Toda la gentileza humana, el vigor de la inteligencia, la dulzura del artista, y sobre todo, el cristianismo como vida de la vida, se han dado cita esta mañana en San Pedro para una última y magna Lectio de Benedicto XVI. Esperábamos algo grande, pero una vez más nos ha descolocado. Entró en el pontificado clamando que Dios no quita nada de lo grande, bueno y bello que hay en la vida del hombre, sino que lo lleva a plenitud. Y deja el oficio de gobernar la Iglesia con idéntico mensaje, con la certeza encarnada de que el Evangelio da fruto dondequiera que es acogido y vivido. En esta mañana fría pero muy luminosa el papa Benedicto ha hablado como un enamorado de la Iglesia, su Esposa. Y allí, ante su pueblo, ha confesado con pasión el amor que le ha movido, por el que ha reído y ha llorado en ocho años magníficos que muchos no vamos a olvidar jamás.

Años de pesca abundante y de noches terribles de tormenta. Sí, ahora lo recordamos bien: aquellos meses tras el affaire Williamson, o las portadas de las grandes tribunas del planeta poniéndolo en la picota justo cuando él, contra viento y marea, llevaba a cabo un cambio de época en lo que se refiere a la lucha contra los abusos sexuales. O las críticas de quienes le acusaban de “demasiado moderno”, de dar la espalda a esa Tradición viva que no sólo ha venerado sino que ha contribuido a hacer resplandecer. Pero todo esto es ya ceniza.

Porque esta mañana Benedicto XVI veía muy claro que todo está donde debe estar y va a donde debe ir, según una sabiduría que afortunadamente no es la nuestra. Con ojos de niño a pesar de su ancianidad, ha dictado su última gran lección, esta vez para su pueblo, para la gente sencilla a la que ha sabido amar como pocos esperaban. “La barca de la Iglesia no es mía”, ha confesado cortado por los aplausos de la multitud. No es de ninguno de nosotros, es del Señor, y Él no permite que se hunda… aunque a veces nos parezca que Él duerme mientras el mar se agita.

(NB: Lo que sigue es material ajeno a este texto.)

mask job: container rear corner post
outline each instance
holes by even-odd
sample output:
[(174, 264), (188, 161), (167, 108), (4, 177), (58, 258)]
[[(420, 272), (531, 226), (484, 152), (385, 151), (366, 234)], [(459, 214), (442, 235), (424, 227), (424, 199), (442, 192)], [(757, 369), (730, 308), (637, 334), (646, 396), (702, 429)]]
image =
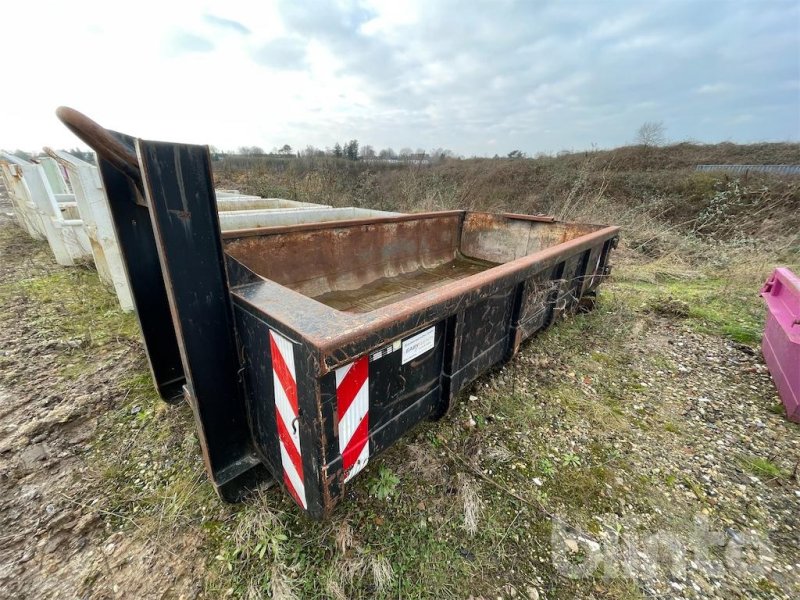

Amar a la Iglesia significa también tomar decisiones difíciles. Lo sabe bien aquel que durante casi un cuarto de siglo fue Prefecto de la Fe, el mismo que ha librado estos ocho años el buen combate de la fe. ¿Hacía falta recordarlo?, sí, hacía falta, y lo ha hecho casi como pidiendo perdón, intentando no molestar. Por eso suavemente ha querido explicarnos a ras de tierra que ahora no vuelve a una vida privada con viajes, estancias, relaciones sociales… porque su vínculo con la Iglesia es para siempre y en eso no hay marcha atrás. “No abandono la cruz sino que permanezco de otro modo junto al Señor Crucificado… no llevaré la potestad del gobierno de la Iglesia, pero en el servicio de la oración permanezco, por decirlo así, en el recinto de San Pedro”.
Nos ha pedido que le recordemos delante de Dios y que recemos por el nuevo timonel de la barca. Pero en la serena tranquilidad de quien sabe que Dios sostiene a su Iglesia y no deja que se hunda en el mar. ¡Cuánto te debemos, que Dios te lo pague!